The negative SYMPLICITY HTN-3 trial had suggested that renal denervation is "dead in the water," but this study is somewhat encouraging, although the procedure is far from ready for prime time, and clinicians should focus on other ways to treat resistant hypertension, two experts say.

"The results were good, but not impressive . . . but there is hope," session cochair Prof Joep Perk (Linnaeus University, Health and Caring Sciences, Kalmar, Sweden) told heartwire . "What I think this will mean is that we'll get a boost in the technology to do the whole procedure more precisely and do what the anatomy asks you to do," he said. If he were a policy maker, he would say, "Let's get the technology better in a large amount of people before we start to roll it out."

Prof Joep Perk

"In March, when the SYMPLICITY HTN-3 trial was published, there was no efficacy; now we have heard that there is a more efficient approach—that you do not only intervene in the main renal artery, but if there are accessory ones, that you consider them also," ESC spokesperson Prof Heinz Drexel (VIVIT-Institut, Feldkirch, Austria) noted to heartwire . Research "should go on," he continued, but stressed that drug therapy should not be overlooked in the meantime. "I think the mineral corticoid-receptor antagonists are not used enough," he said.

Of note, longer-term results from SYMPLICITY-HTN 3 are also being reported today at ESC 2014. Other experts have already stressed that better patient selection and more effective technology and technique may be the way forward for renal-denervation therapy, which is widely available in some European countries but as yet not approved in the US.

Going Back to Basics: Anatomy Matters

Dr Linda Schmiedel

Resistant hypertension—defined as blood pressure that remains above 140/90 mm Hg despite adhering to full doses of an appropriate three-drug treatment regimen that includes a diuretic—greatly increases risk of cardiovascular events, Schmiedel noted. The risk doubles with each blood-pressure increment of 20/10 mm Hg, making effective blood-pressure treatment vital.

In 2009, it appeared that decreasing renal sympathetic-nerve activity by performing point-by-point radiofrequency application in the main renal arteries might be a solution. In SYMPLICITY HTN, the procedure reduced blood pressure by 23/11 mm Hg, she noted.
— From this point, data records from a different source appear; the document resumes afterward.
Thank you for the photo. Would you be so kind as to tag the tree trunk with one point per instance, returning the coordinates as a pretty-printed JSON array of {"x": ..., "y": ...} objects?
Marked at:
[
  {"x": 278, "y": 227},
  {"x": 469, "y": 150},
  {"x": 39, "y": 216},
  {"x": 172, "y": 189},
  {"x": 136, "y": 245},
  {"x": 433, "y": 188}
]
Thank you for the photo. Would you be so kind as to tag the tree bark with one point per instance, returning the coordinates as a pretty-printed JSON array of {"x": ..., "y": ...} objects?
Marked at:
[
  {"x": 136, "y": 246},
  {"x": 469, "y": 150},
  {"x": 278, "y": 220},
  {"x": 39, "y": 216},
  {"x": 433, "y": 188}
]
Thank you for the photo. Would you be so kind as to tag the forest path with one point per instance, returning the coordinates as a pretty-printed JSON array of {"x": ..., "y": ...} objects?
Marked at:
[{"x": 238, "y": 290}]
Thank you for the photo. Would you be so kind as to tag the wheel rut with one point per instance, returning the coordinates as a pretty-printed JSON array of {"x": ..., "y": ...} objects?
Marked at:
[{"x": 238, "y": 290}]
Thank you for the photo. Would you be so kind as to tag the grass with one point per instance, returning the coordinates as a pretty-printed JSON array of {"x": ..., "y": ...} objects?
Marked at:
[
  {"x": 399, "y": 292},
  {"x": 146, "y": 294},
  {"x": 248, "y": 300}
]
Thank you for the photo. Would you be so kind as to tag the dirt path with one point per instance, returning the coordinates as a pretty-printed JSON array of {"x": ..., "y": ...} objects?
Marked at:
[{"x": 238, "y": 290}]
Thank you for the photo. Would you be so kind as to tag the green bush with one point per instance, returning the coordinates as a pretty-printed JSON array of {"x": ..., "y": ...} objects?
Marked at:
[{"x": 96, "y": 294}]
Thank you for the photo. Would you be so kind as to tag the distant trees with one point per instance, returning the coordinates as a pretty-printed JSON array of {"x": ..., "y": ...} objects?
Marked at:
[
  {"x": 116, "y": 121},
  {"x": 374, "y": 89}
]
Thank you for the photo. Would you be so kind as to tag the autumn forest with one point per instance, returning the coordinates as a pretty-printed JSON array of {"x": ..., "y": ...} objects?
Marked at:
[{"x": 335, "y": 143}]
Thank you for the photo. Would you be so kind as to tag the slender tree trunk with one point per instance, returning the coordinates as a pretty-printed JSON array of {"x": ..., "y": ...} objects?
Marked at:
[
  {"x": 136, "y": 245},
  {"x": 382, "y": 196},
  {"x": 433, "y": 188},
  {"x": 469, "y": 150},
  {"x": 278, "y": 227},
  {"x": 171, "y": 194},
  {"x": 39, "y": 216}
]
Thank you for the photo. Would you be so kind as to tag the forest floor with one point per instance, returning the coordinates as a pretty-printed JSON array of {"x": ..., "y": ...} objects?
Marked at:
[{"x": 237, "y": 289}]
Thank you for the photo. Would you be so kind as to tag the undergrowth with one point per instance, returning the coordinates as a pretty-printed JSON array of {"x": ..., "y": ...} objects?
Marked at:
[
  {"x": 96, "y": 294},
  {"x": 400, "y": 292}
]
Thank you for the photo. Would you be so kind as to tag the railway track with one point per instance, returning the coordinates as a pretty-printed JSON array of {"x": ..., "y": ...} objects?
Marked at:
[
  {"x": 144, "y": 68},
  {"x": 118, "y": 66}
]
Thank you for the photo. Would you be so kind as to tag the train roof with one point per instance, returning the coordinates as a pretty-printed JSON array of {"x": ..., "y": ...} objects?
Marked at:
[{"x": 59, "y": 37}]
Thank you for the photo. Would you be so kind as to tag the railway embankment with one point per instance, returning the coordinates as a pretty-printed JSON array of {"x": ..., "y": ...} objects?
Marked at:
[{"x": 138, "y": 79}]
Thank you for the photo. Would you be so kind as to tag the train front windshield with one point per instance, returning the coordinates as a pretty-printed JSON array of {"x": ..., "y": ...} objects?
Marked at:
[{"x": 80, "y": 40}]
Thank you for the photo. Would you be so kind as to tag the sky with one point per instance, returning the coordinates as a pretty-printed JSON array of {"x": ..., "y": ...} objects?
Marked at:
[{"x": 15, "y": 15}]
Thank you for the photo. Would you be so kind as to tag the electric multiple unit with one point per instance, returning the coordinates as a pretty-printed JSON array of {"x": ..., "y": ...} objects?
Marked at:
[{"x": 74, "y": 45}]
But in these studies, renal denervation was performed in normal arteries that were more than 20 mm long and 4 mm in diameter, and not in accessory renal arteries, which have a small diameter that would increase the risk of developing a vascular stenosis.
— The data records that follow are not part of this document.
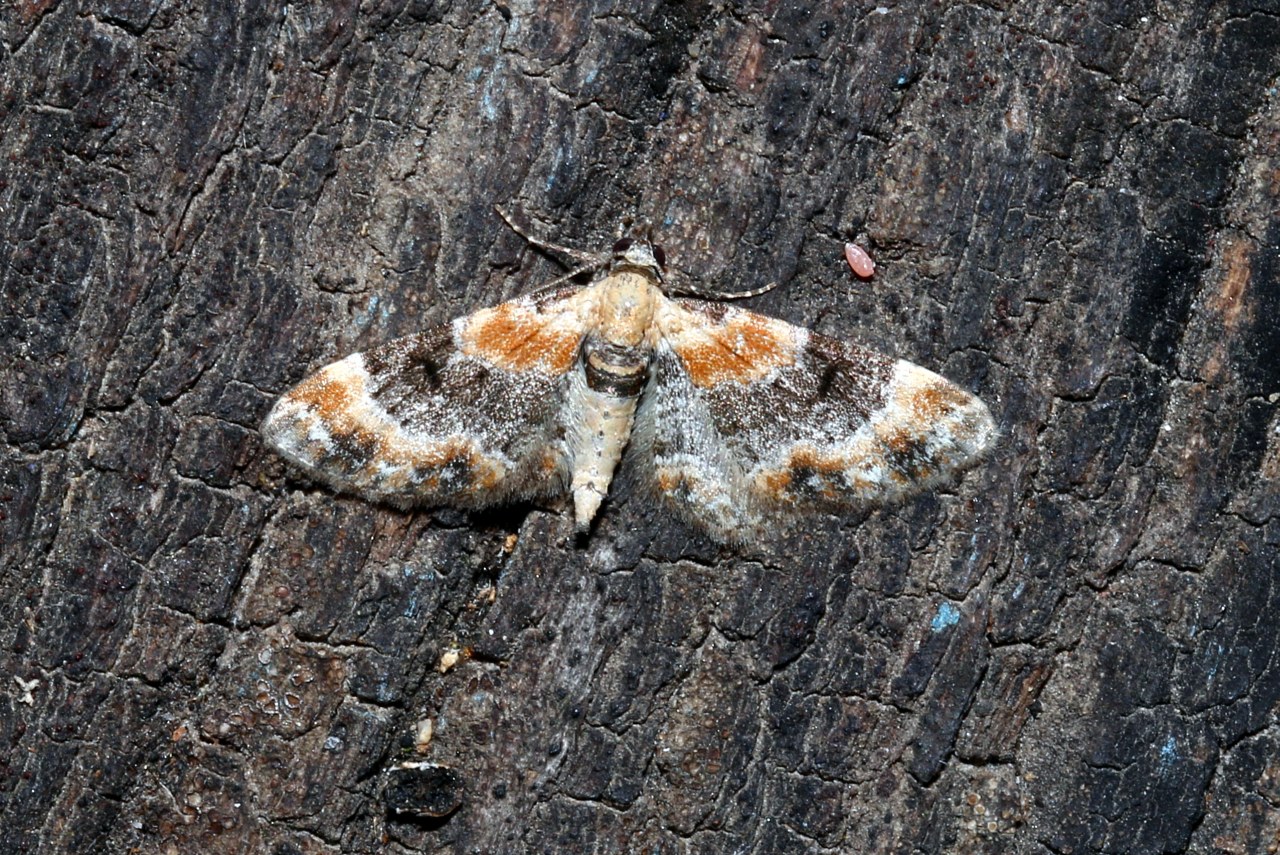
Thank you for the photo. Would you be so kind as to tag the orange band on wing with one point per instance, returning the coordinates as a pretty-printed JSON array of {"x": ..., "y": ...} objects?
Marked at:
[
  {"x": 743, "y": 348},
  {"x": 519, "y": 338}
]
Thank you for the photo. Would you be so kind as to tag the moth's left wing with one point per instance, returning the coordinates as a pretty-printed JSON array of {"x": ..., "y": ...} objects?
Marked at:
[
  {"x": 470, "y": 414},
  {"x": 750, "y": 421}
]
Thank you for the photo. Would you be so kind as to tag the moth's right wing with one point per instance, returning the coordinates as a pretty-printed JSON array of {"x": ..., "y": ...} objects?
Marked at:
[{"x": 469, "y": 415}]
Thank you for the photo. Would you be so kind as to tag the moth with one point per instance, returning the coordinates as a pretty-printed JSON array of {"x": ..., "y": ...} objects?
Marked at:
[{"x": 741, "y": 423}]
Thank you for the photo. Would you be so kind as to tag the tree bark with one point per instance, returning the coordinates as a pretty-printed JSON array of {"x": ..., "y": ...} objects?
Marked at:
[{"x": 1074, "y": 214}]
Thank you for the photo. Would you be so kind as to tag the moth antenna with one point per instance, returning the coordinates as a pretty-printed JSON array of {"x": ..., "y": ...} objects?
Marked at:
[
  {"x": 722, "y": 295},
  {"x": 590, "y": 260},
  {"x": 572, "y": 274}
]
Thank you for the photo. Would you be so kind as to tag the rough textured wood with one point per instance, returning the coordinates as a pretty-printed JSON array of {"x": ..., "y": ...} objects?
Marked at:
[{"x": 1073, "y": 213}]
The researchers sought to determine whether the absence of radiofrequency ablation in accessory arteries might affect blood-pressure control attained at six months after surgery.
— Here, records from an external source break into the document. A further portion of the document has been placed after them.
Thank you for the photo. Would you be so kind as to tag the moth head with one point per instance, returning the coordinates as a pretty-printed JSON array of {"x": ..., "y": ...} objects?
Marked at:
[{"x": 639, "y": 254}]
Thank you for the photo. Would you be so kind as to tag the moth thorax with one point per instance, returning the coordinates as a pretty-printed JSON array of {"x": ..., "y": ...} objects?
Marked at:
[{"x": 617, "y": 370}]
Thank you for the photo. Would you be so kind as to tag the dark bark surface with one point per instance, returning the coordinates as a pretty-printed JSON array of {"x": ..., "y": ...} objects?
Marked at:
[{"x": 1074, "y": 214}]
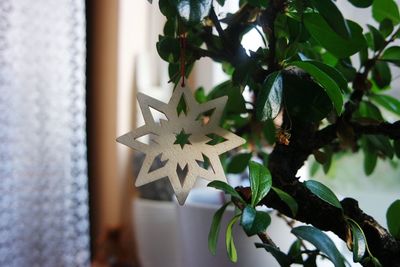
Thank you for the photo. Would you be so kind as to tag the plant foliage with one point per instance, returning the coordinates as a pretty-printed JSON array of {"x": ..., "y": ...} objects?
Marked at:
[{"x": 319, "y": 85}]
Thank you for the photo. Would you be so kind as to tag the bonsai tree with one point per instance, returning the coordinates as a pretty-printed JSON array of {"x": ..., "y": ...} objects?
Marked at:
[{"x": 317, "y": 86}]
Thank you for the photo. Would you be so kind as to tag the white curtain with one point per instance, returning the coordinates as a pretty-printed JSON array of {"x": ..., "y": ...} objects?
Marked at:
[{"x": 43, "y": 179}]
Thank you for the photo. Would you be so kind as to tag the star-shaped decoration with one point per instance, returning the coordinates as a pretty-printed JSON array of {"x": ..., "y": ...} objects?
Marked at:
[{"x": 188, "y": 142}]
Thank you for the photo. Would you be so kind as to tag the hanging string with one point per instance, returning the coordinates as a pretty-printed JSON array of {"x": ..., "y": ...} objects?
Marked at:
[{"x": 182, "y": 41}]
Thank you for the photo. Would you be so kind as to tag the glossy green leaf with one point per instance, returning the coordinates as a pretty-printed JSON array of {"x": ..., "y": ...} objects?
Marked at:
[
  {"x": 333, "y": 73},
  {"x": 281, "y": 258},
  {"x": 385, "y": 9},
  {"x": 258, "y": 3},
  {"x": 377, "y": 38},
  {"x": 392, "y": 218},
  {"x": 269, "y": 99},
  {"x": 368, "y": 110},
  {"x": 359, "y": 241},
  {"x": 330, "y": 86},
  {"x": 361, "y": 3},
  {"x": 215, "y": 227},
  {"x": 288, "y": 199},
  {"x": 305, "y": 100},
  {"x": 371, "y": 261},
  {"x": 323, "y": 192},
  {"x": 235, "y": 103},
  {"x": 330, "y": 40},
  {"x": 388, "y": 102},
  {"x": 381, "y": 143},
  {"x": 226, "y": 188},
  {"x": 386, "y": 27},
  {"x": 392, "y": 54},
  {"x": 238, "y": 163},
  {"x": 193, "y": 10},
  {"x": 260, "y": 182},
  {"x": 269, "y": 131},
  {"x": 370, "y": 161},
  {"x": 230, "y": 245},
  {"x": 168, "y": 48},
  {"x": 295, "y": 252},
  {"x": 254, "y": 221},
  {"x": 321, "y": 241},
  {"x": 332, "y": 16},
  {"x": 381, "y": 74}
]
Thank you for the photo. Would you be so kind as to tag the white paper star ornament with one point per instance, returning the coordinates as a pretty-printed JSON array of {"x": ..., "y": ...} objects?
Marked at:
[{"x": 188, "y": 142}]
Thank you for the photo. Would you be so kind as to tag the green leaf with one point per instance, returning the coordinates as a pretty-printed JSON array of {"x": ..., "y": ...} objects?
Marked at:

They performed renal denervation in 110 patients (58% men) with a mean age of 65 who had a mean ambulatory blood pressure of 154/85 mm Hg and were taking more than six antihypertensive drugs.

Six months after the procedure, 66 patients were available for follow-up and had office and 24-hour ambulatory blood-pressure measurements.

About a third of the patients (24) did not respond, and their office blood pressure increased by about 14 mm Hg.

Patients with complete ablation had a greater blood-pressure reduction with renal denervation (18/5 mm Hg) than those whose ablation was not complete (12/3 mm Hg), but the difference was not significant (p=0.67).

The procedure costs about €4000, Schmiedel said. In reply to a question asking what she would offer a patient with resistant hypertension, she said she would perform a 3D MRI to see whether the patient had inaccessible accessory arteries, which would rule out renal denervation.

"If you cannot really denervate the whole arterial branch, you still have a few arteries that trigger hypertension," Perk noted. Like Drexel, he feels that resistant hypertension can be better controlled with existing antihypertensives. "There are very few patients [with hypertension that cannot be controlled], but it takes time [and] effort," he added. Swedish guidelines recommend that patients buy a device to monitor their blood pressure at home, much like diabetic patients monitor their glucose, he said, which greatly improves compliance.